Shade and moisture-loving perennials are the best mates for garden designs with Leucothoe. Strong candidates include hostas, ferns, bleeding hearts, hellebores, Japanese forest grass, and pulmonaria for long-season texture and color. Ephemeral and herbaceous perennial groundcovers, such as sweet woodruff, epimedium, checker lilies, and wood violets, provide contrasting texture and are easy to care for when fully established. An outstanding color combination for a shade garden would be Leucothoe, Japanese forest grass, astilbe, and bleeding hearts. 


Annuals To Plant With Leucothoe

Annuals make a great temporary ground cover in mixed shrub and perennial garden borders. The colors can be changed every year to give different moods and looks. Look for annuals that trail and bloom well in shaded locations, such as torenia, lobelia, fuchsia, and dwarf annual ornamental grasses. Annuals planted closer than usual can be effective at weed suppression without competing for moisture in the soil with established shrubs. 
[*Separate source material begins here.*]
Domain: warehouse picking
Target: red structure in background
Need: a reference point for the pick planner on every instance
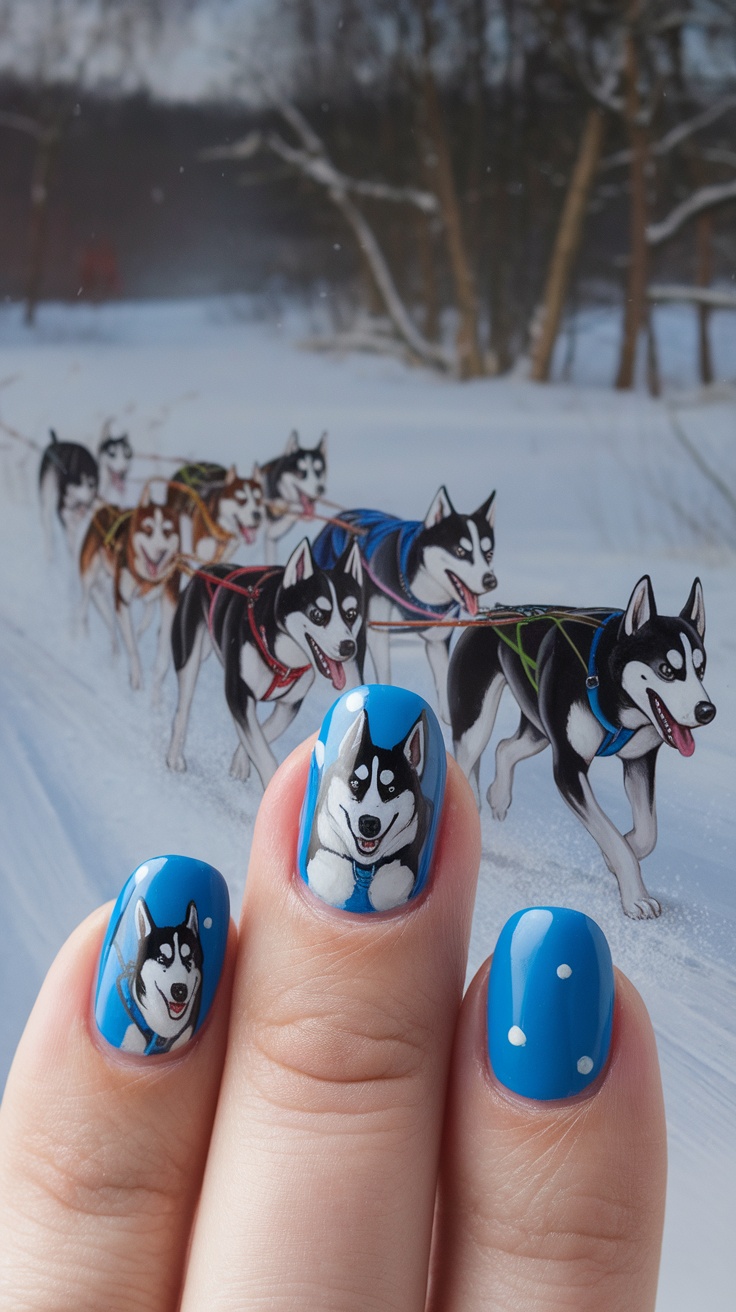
(99, 273)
Best Companion Plants For Leucothoe in Containers

Although Leucothoe performs best in a garden bed, smaller varieties can be successfully grown in containers or large planters to spruce up a front entryway, patio, or balcony.  Combine shallow-rooted annuals and perennials to add extra seasonal color to a permanently planted Leucothoe in a planter. Use Leucothoe as the thriller element and add a couple of filler plants, like ajuga, heuchera, and ferns to soften the overall shape. If the planter is large enough, add a spiller as well, such as calibrachoa, petunias, or tuberous begonias, to add even more texture and interest. Annuals have long blooming times and provide color from the last frost in spring to the first frost in the fall. 


Plants Not To Grow With Leucothoe

Although Leucothoe is easy to grow in a moist, acidic site, it will struggle in dry, alkaline soil. Shrubs and perennials that prefer full sun and an alkaline pH, such as lilac, forsythia, lavender, and yarrow will not grow well in a moist, shady site with Leucothoe. Leucothoe makes a great understory shrub, but it may underperform in deep shade or near thirsty large trees. 
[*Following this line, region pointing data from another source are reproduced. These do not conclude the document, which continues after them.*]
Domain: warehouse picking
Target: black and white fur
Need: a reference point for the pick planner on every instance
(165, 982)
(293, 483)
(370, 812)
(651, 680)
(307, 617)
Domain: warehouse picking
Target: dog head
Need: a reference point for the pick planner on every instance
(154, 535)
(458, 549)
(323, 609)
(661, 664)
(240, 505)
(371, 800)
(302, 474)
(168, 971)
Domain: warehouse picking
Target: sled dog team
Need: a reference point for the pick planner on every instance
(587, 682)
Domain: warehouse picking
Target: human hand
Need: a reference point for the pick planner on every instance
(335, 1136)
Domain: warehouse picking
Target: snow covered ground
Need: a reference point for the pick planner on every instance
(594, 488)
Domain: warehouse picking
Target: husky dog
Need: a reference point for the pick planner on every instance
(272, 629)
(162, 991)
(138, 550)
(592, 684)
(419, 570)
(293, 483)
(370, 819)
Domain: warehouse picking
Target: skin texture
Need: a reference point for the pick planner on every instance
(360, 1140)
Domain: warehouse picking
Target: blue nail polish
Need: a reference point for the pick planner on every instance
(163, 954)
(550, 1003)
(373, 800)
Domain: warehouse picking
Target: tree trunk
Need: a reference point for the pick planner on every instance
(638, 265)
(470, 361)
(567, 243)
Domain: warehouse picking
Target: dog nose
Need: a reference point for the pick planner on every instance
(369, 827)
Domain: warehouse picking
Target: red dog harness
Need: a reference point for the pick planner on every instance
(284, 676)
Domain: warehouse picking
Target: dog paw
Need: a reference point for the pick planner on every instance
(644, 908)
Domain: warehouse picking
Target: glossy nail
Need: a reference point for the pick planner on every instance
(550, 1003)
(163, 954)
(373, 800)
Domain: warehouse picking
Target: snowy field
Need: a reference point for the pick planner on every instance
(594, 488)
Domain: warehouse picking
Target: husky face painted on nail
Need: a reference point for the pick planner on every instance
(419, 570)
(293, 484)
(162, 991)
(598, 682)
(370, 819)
Best Plants To Grow With Leucothoe

When choosing a plant to grow with Leucothoe, consider its site preferences, foliage interest, and bloom time. The shrub or perennial should thrive in partial shade and in moist soil that does not fully dry out in the summer months. It should also have interesting foliage to play off the strong profile of Leucothoe. And lastly, check to see if the plant blooms before or after Leucothoe to extend flowering interest in the garden.